Problem-Solving for Prototyping
By Jessica Roulhac
Associate Professor of Textile and Apparel, Technology and Management (TATM) Anne Porterfield is an expert at showcasing her attention to details — behind the scenes and front-and-center.
Today, she is an expert in 3-D apparel design software. The software could help design teams optimize the prototyping process by ruling out what works — and what doesn’t — sooner.
To determine if the software could be a good fit for a company, the process starts with a conversation. Porterfield and her students learn about pain points, from anxiety about learning something new to finding time to train employees. Porterfield hopes to support industry decision-makers by demonstrating how the software can best serve their needs.
“That’s really where we come in as researchers,” she says. “By kind of informing how software training might be done or just thinking about what considerations need to be brought into the picture.”
Before Porterfield was teaching students how to use this innovative software at NC State, she was thriving in the theater world. After receiving an undergraduate degree in anthropology from George Washington University, Porterfield flipped the script on her career pursuit. She followed in her family’s theatrical footsteps and pursued a master’s degree in fine arts. She specialized in costume design at the University of Texas at Austin.
When she met a skilled group of professional artists during post-graduate work, she began writing the next chapter of her career.
“I had the opportunity to work with some wig makers,” Porterfield says. “I quickly discovered that wig making really combined my interest in details and three-dimensional design.”
The experience set the stage for a successful and exciting career, including a position at the nationally recognized Alley Theatre in Houston. Here, Porterfield created unique looks for the resident actors.
“That was something that I loved,” Porterfield says. “I loved the interpretation and collaboration of that, as well as just the artisanship.”
Porterfield excelled as a wig maker and found work she truly enjoyed. Then, a national tragedy changed her perspective. When September 11 shook the nation and the world, Porterfield wanted nothing more than to be closer to family.

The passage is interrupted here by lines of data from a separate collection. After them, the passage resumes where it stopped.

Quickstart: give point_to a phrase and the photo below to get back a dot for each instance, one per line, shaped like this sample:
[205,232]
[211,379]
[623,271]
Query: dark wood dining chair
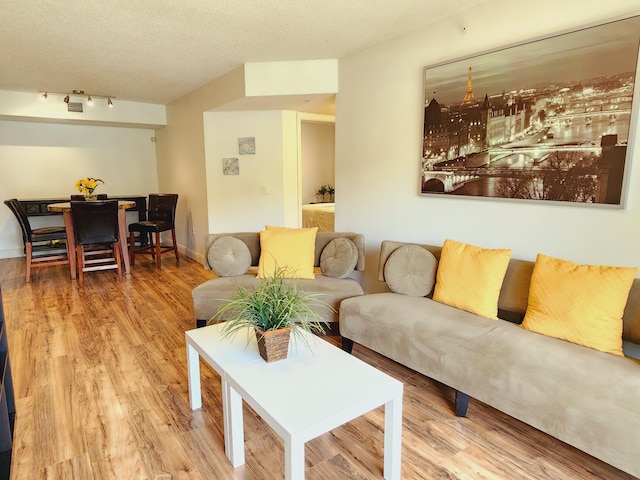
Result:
[95,225]
[43,247]
[161,217]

Without knowing the next act of her career, Porterfield packed up and returned to Raleigh.
Building a partnership through ballet
As Porterfield began her job search, she learned of an opening at the Carolina Ballet. She applied for the position and would become the company’s costume director for five years. On the board of directors at the time was the dean of the then-College of Textiles, Blan Godfrey. He helped to connect Porterfield with students in the college, who eventually supported digital printing for the ballet.
“There was a show I was designing costumes for where I was able to sort of design some motifs, and students at the college made that into a digital print,” Porterfield recalls. “We had sort of custom-printed fabric for costumes, and that was my introduction to digital print technology.”
Porterfield was curious about the digital print technology — and other computer-aided design (CAD) technology offered by the college.
She decided to pursue a master’s degree in textiles. After completing the program in 2013, Porterfield continued her research and education. In her doctoral research, she was hands-on with 3-D apparel visualization software, which allowed her to conduct “virtual fittings” with costume designers and makers. She earned her Ph.D. in textile technology management in 2015.
Although 3-D apparel design software isn’t new to the industry, Porterfield has since encountered two groups: companies that are either using the technology or considering ways to get started. By visualizing designs earlier with the 3-D software, teams can move more efficiently through the prototyping process.
“Some of that process involves saying, ‘Okay, maybe we’re using this software to confirm things that in the physical prototyping process we would have looked at several steps down,’” she says. “So sometimes it’s changing up the order of the process, which is really interesting.”
Porterfield is preparing her students to lead the conversation. She uses creative ways to add the software to the curriculum. Knowing this software on the first day of an internship adds a competitive edge.
Of course, she doesn’t do it alone. Porterfield collaborates with others in the college, including experts in textile technology, consumer behavior and other specialized fields. She recently partnered with Associate Professor Kavita Mathur and Jasmine Jackson, a graduate student in the college. With funding from the NC State Office of Outreach and Engagement, they created the college’s first fashion program for middle school students.
“One of the things that is really exciting I think about this college is that I don’t have to have the whole solution myself. I can sort of bring my expertise,” she says. “A lot of the research my students are doing is fueled by that collaboration.”